From this we learn that Rammel is declaring that the role of the services in fighting international terrorism and other threats will be looked at closely in the defence review – the one that will take place after the next general election. He thus warns that, while the Armed Forces needed to maintain their ability to fight a conventional war, a major shift in emphasis was imminent.

"We have to be prepared to consider deep and wide-ranging changes to our Armed Forces," Rammel is quoted as saying. "We will need to rebalance our investment in technology, equipment and people to meet the challenge of irregular warfare over the next decade while still retaining our ability to respond to emerging state-led threats and other military challenges."

This is no more or less than this blog has been saying since the very start – in part. The structure, equipment and philosophy of an army designed for counter-insurgency needs to be very different from one faced with the conventional, high-intensity between-states war. The one is not a version of the other, played out at a slower pace.

The trouble is that there is an element of running with the hare and the hounds here. Because the two broad types of warfare are so very different, and largely incompatible, to be able to fight both we need, effectively, two different armies.

With the wealth and resources of the United States, that is a possibility, yet even the Americans are having to make choices, and are buckling under the strain of affording the high-end equipment.

For the UK, however, we simply cannot afford both. Arguably, we cannot afford either. But then we do not need to. No one sensible is arguing that any military enterprise in the future will be conducted as an independent operation. We will almost certainly be working within the framework of an alliance or coalition.

Therein, though, lies the unanswered question, and an underlying, unresolved tension. Current and recent adventures have been executed under the US military umbrella. Others – and there are many of them – would prefer that we worked more closely with the Europeans. Again, we cannot do both. The two options are entirely incompatible.
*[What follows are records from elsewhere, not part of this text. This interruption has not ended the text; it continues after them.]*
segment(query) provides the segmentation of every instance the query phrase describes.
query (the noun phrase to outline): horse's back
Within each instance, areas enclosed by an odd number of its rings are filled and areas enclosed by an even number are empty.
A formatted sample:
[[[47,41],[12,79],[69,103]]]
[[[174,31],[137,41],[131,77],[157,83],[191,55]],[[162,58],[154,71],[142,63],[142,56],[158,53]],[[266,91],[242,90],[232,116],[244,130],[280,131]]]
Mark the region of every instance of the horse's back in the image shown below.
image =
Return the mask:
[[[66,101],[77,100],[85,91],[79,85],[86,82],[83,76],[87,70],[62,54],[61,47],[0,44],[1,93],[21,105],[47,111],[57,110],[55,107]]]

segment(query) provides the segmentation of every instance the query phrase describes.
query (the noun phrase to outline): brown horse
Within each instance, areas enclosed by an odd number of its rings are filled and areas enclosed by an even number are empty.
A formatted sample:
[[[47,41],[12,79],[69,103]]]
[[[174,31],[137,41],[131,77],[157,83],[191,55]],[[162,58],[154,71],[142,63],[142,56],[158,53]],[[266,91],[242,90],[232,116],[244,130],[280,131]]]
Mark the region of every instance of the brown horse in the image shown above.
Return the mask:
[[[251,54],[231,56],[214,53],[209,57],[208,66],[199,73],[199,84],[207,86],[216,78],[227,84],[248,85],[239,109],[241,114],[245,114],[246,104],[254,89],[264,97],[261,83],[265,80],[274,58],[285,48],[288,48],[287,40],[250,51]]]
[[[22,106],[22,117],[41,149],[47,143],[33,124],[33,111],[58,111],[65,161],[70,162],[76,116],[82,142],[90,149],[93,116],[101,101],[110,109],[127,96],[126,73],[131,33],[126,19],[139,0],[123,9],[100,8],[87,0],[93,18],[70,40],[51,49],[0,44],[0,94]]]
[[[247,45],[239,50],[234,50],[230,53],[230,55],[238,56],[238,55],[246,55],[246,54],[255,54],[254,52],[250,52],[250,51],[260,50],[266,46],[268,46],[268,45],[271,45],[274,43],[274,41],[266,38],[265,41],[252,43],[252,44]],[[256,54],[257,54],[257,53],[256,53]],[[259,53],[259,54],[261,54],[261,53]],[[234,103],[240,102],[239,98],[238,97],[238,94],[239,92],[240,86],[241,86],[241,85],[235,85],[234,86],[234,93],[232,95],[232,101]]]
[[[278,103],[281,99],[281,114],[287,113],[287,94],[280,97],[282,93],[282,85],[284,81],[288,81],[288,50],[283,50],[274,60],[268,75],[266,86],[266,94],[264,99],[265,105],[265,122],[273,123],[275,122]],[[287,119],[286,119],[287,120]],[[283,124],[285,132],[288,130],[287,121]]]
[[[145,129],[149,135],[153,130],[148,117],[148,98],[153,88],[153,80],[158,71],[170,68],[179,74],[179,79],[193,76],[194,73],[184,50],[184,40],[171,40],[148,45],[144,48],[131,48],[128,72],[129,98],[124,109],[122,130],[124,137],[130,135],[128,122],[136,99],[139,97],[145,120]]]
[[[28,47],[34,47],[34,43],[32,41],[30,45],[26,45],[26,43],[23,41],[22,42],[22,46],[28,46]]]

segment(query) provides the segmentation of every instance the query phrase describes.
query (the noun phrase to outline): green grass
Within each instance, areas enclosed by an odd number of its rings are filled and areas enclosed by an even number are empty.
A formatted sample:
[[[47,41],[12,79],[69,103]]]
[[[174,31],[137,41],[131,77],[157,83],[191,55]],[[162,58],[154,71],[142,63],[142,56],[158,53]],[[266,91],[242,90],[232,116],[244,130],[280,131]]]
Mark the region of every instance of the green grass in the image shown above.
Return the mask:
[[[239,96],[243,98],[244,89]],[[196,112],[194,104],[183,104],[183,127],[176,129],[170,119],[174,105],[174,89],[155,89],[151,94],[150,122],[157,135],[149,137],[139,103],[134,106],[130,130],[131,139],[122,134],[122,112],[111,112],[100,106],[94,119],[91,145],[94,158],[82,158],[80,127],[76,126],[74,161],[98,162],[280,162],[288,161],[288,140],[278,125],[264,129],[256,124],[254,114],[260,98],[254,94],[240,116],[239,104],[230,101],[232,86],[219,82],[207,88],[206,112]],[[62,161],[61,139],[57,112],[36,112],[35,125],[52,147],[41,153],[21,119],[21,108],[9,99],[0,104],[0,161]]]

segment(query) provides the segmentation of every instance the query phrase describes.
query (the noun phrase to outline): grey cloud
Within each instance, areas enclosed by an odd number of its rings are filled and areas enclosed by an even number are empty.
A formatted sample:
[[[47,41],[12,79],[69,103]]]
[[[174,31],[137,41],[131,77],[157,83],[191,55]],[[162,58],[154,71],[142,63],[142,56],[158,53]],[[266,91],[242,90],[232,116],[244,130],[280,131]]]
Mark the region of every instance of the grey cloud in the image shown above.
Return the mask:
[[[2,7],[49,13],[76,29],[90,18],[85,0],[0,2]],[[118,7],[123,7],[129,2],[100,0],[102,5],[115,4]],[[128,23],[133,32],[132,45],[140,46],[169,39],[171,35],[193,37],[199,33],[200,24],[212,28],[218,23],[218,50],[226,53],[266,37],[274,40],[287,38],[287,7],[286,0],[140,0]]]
Rammel, therefore, seems to be talking the talk, but not walking the walk. If we are to make a serious contribution to the Afghan adventure, then indeed our Armed Forces will have to undergo fundamental change. But that will be at the cost of our being able to field a high-end force capable of autonomous operation (not that we have one anyway).

Equally, closer integration with the European would degrade our capability to work alongside the Americans, possibly leaving us in a worse position, as the Euros are by no means capable of matching US military might.

Either way though, change there must be. The current fudge is unsustainable. But more deadly would be a new fudge, without resolving the fundamental issues. That is where the debate must lie and, so far, Rammel seems to be talking us into a new fudge.